Madagascar : enfin le rebond ?

Madagascar n’a plus fait la une de la presse ces dernières années. Tout juste a-t-on mentionné l’élection de son nouveau président, investi le 25 janvier, en particulier à cause de son nom de famille de dix-neuf lettres et huit syllabes.

La grande île de l’Océan indien a pourtant traversé depuis 2009 une crise peu sanglante, mais néanmoins meurtrière. Dans un contexte d’extrême fragilité – plus des quatre cinquièmes de la population vit sous le seuil de pauvreté –  la brutale régression économique ayant fait suite au renversement du président Marc Ravalomanana a bouleversé la (sur)vie de millions de familles.
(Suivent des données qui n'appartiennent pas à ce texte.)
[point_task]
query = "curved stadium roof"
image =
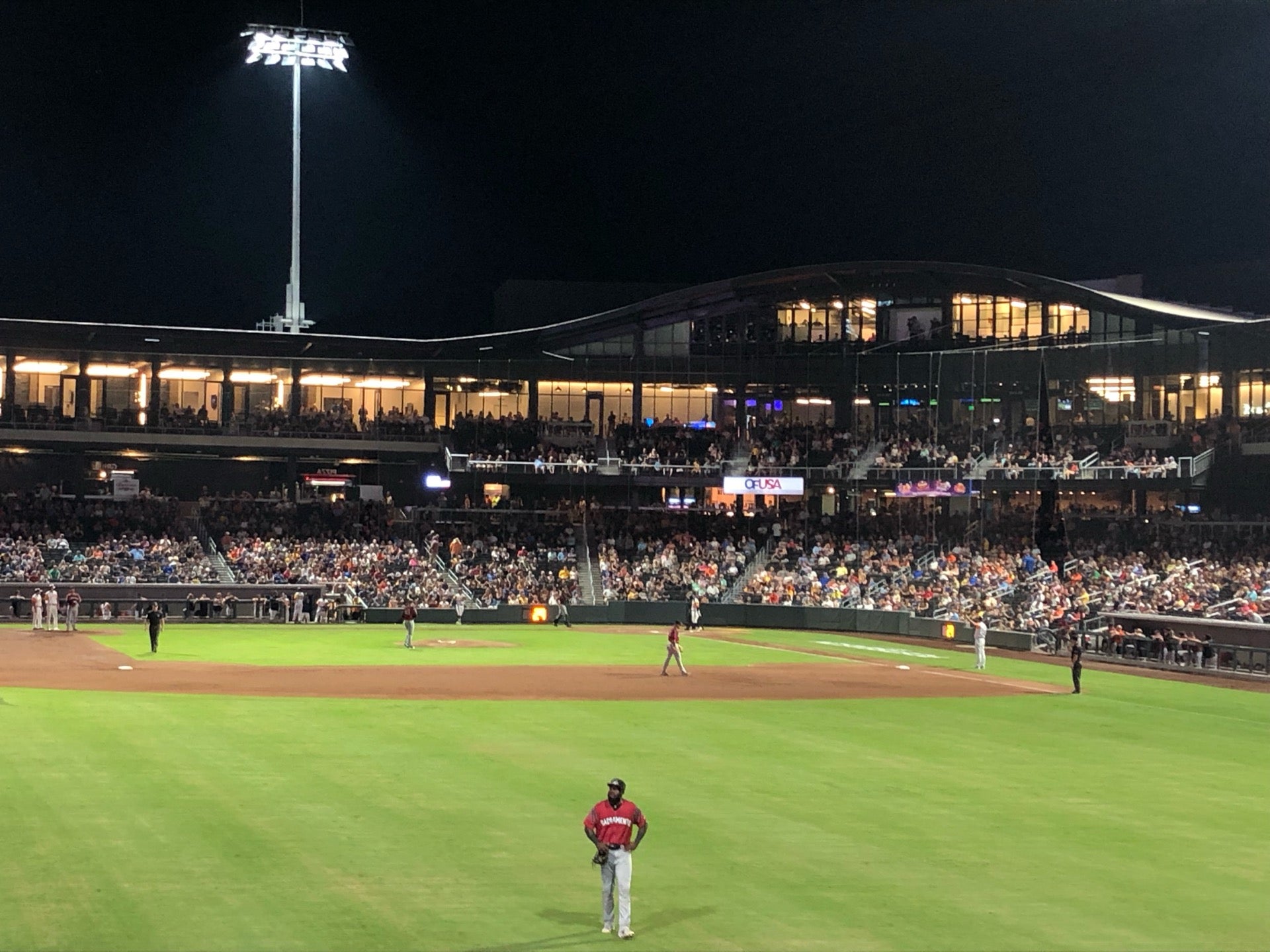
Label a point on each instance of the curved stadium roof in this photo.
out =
(734, 295)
L’un des indicateurs de ce surcroît de précarité est la hausse de la criminalité, tant dans les villes que dans les campagnes. Alors que 80% de la population vit en milieu rural, le phénomène des « dahalo » (voleurs de zébus) a généré une grande insécurité dans certaines régions. Attaques de villages, embuscades, exécutions sommaires de bandits capturés… Derrière ce phénomène relevant autrefois d’une tradition plutôt pacifique se cachent aujourd’hui des élus, des responsables politiques et sécuritaires qui fournissent armes et munitions et usent de leur entregent pour  fournir les certificats nécessaires au « blanchiment » du bétail.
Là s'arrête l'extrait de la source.